Answer: 3
Explanation:
You want to use the Rydberg equation which is given by
[tex]E = -R_{H}(\frac{1}{n_{final}^2} - \frac{1}{n_{initial}^2})[/tex]
where [tex]R_H = 2.18 \, \cdot 10^{-18} J[/tex].
We are however given the wavelength instead of energy, and so we need to represent E in terms of its wavelength, and so we use [tex]E = \frac{hc}{\lambda}[/tex]. Remember that λ must be in meters in this formula. So we can divide 1284 nm by [tex]10^9[/tex] to get the wavelength in meters. This gives [tex]\lambda = 1.284 \, \cdot 10^{-6}[/tex] meters.

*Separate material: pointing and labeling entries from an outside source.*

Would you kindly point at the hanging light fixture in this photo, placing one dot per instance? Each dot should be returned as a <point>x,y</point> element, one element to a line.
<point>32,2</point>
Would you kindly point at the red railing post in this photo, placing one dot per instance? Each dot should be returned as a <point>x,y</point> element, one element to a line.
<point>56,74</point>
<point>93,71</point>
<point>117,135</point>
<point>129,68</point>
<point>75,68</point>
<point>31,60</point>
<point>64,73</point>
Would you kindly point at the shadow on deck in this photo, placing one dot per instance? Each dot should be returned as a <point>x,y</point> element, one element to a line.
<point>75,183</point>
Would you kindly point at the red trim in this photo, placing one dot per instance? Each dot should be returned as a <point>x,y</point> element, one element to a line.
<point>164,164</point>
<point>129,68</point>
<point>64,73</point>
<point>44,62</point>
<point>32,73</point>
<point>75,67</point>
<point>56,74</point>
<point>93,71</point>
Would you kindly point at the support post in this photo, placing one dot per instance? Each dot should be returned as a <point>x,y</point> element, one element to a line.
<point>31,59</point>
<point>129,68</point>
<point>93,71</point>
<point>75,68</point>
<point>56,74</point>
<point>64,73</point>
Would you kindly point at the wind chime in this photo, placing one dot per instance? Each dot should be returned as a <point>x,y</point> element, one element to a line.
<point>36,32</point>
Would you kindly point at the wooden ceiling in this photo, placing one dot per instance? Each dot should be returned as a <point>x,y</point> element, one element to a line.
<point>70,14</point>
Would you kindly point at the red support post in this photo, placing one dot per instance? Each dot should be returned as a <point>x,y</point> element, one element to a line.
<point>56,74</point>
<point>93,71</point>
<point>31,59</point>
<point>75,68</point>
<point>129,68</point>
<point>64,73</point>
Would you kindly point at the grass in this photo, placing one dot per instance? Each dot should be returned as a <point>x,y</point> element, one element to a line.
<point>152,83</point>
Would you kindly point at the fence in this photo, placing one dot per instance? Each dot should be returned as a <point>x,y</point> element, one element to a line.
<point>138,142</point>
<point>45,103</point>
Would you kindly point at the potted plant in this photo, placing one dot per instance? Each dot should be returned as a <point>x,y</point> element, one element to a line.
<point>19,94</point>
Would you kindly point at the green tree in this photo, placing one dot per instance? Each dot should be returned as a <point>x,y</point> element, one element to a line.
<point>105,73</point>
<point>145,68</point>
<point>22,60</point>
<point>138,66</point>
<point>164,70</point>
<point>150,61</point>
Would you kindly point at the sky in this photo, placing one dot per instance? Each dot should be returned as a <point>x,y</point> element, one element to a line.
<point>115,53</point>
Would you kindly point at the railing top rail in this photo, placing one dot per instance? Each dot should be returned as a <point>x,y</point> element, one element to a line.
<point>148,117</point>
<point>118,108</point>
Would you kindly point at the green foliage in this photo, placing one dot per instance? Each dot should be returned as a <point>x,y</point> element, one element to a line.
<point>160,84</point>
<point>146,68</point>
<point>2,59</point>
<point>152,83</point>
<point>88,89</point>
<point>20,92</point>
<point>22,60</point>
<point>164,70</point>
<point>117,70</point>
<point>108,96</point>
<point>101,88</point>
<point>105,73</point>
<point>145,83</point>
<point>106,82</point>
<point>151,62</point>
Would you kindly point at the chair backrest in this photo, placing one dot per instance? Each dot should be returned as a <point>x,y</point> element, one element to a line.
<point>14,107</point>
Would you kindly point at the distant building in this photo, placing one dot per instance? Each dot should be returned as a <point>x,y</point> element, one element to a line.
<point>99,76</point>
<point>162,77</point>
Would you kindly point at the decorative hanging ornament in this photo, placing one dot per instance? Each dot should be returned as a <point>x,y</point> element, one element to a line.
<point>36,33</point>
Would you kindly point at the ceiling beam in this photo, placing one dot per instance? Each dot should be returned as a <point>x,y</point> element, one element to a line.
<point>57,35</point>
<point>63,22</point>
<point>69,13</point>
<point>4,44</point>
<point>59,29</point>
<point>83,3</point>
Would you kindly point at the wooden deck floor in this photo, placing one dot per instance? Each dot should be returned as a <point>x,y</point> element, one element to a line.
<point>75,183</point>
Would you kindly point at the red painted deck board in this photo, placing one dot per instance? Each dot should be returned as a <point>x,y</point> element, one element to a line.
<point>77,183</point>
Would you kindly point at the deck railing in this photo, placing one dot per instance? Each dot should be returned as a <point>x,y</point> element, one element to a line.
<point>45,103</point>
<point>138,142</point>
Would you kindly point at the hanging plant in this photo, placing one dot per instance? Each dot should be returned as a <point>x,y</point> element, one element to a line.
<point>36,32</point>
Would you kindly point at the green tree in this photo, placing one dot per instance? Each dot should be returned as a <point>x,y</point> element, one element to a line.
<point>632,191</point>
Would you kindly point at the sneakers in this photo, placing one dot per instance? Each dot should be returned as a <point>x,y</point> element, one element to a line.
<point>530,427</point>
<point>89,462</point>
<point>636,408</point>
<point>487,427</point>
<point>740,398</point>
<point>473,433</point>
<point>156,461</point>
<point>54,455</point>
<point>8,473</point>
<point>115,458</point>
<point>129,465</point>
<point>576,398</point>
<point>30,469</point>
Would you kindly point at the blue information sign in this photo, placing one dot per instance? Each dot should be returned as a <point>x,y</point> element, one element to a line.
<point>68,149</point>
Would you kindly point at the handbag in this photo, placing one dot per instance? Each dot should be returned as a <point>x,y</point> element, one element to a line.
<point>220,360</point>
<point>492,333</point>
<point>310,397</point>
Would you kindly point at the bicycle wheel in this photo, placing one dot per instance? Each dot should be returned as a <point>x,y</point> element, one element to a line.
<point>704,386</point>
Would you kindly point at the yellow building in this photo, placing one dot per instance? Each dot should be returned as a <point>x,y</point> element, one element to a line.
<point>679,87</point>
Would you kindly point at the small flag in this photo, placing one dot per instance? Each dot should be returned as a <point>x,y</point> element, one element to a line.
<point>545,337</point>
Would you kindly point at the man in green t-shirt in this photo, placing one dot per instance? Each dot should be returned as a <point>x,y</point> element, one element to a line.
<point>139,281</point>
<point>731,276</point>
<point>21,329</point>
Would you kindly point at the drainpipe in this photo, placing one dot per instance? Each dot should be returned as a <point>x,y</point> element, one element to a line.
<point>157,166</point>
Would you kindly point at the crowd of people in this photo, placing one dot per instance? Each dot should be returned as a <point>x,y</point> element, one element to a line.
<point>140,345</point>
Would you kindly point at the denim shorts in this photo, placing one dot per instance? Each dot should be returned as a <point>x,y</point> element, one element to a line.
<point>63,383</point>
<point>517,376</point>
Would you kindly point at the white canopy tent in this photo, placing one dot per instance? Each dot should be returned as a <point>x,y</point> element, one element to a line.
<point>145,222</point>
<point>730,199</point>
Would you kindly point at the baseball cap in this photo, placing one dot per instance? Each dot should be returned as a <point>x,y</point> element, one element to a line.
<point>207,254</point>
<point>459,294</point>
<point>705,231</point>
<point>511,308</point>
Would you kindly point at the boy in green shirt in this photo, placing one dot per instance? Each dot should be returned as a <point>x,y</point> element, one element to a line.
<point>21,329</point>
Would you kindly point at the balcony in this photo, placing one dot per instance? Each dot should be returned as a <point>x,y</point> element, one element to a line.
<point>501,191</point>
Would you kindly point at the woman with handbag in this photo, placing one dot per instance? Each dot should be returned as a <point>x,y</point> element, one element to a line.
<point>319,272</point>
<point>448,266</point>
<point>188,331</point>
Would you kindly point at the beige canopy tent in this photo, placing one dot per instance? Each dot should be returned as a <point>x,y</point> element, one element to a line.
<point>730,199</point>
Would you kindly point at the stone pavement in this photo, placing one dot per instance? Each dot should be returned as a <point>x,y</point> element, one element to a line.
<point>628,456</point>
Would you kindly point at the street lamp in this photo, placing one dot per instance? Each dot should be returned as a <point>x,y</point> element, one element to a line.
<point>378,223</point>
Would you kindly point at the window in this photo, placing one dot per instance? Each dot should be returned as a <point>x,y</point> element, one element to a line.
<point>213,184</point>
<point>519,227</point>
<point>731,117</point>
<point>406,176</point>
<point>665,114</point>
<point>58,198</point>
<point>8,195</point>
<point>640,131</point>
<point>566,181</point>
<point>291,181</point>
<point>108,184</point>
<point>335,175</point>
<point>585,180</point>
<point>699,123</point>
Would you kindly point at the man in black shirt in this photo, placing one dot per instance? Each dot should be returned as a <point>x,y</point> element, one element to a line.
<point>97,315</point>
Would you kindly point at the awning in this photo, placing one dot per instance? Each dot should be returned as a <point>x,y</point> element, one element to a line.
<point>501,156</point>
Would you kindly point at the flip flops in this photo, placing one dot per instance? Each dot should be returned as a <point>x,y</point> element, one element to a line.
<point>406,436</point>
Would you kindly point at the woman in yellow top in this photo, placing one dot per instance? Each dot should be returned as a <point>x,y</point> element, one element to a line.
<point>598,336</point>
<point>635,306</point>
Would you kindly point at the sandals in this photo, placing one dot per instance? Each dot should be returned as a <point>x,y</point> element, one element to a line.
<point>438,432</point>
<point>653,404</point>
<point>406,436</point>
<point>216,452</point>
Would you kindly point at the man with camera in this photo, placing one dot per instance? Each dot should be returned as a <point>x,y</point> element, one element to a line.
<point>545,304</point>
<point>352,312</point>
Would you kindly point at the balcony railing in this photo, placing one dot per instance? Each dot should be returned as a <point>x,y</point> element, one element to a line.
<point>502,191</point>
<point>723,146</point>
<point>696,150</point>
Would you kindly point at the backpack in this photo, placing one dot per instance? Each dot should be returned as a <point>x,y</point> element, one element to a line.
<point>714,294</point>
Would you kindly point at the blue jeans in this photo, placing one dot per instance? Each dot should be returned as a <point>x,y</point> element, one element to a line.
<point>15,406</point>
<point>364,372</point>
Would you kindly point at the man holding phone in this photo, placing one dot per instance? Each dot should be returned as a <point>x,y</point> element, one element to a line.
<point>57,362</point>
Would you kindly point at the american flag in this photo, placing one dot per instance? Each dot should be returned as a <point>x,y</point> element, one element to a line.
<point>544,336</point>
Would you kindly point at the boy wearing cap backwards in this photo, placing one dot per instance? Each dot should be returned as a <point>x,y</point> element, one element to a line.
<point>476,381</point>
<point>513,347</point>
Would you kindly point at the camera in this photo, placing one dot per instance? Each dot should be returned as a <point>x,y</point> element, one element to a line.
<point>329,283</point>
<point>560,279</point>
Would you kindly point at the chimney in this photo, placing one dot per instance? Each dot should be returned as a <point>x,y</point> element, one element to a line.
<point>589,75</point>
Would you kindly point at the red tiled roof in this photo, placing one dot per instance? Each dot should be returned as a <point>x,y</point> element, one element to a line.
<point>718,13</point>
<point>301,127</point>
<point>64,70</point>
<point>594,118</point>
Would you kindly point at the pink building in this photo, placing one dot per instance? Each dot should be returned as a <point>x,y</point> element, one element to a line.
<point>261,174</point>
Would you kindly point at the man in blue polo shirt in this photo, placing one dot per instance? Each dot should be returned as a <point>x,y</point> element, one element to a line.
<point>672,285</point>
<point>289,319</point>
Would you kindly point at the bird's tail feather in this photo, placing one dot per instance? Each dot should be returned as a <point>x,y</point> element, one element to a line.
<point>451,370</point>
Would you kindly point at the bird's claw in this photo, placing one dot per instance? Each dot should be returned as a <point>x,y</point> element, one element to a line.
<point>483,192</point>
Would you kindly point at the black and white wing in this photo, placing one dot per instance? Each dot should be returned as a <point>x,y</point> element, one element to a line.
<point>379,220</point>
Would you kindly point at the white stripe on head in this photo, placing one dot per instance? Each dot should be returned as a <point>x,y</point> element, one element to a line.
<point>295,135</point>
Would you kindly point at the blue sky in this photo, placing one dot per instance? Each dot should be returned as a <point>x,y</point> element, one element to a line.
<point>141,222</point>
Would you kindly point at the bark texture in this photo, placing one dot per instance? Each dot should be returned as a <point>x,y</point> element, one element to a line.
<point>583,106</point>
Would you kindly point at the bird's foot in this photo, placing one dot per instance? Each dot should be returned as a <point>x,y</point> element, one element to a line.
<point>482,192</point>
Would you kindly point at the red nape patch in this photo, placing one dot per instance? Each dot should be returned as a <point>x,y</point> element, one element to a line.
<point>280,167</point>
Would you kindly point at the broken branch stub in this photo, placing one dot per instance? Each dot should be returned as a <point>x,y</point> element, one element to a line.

Putting this all together we have
[tex]\frac{hc}{\lambda} = -R_{H}(\frac{1}{n_{final}^2} - \frac{1}{n_{initial}^2})[/tex]
where
[tex]h = 6.626 \cdot 10^{-34} J\cdot s\\c = 2.998 \cdot 10^{8}\, m/s\\\lambda = 1.284 \cdot 10^{-6}\, m\\R_H = 2.18 \, \cdot 10^{-18} J\\n_{initial} = 5\\n_{final} = \, ?[/tex]
If we plug in everything we should get roughly [tex]n_f = 3.00194[/tex] but remember that orbitals must be a whole number and so you would round to the closest integer which gives [tex]n_f = 3.[/tex]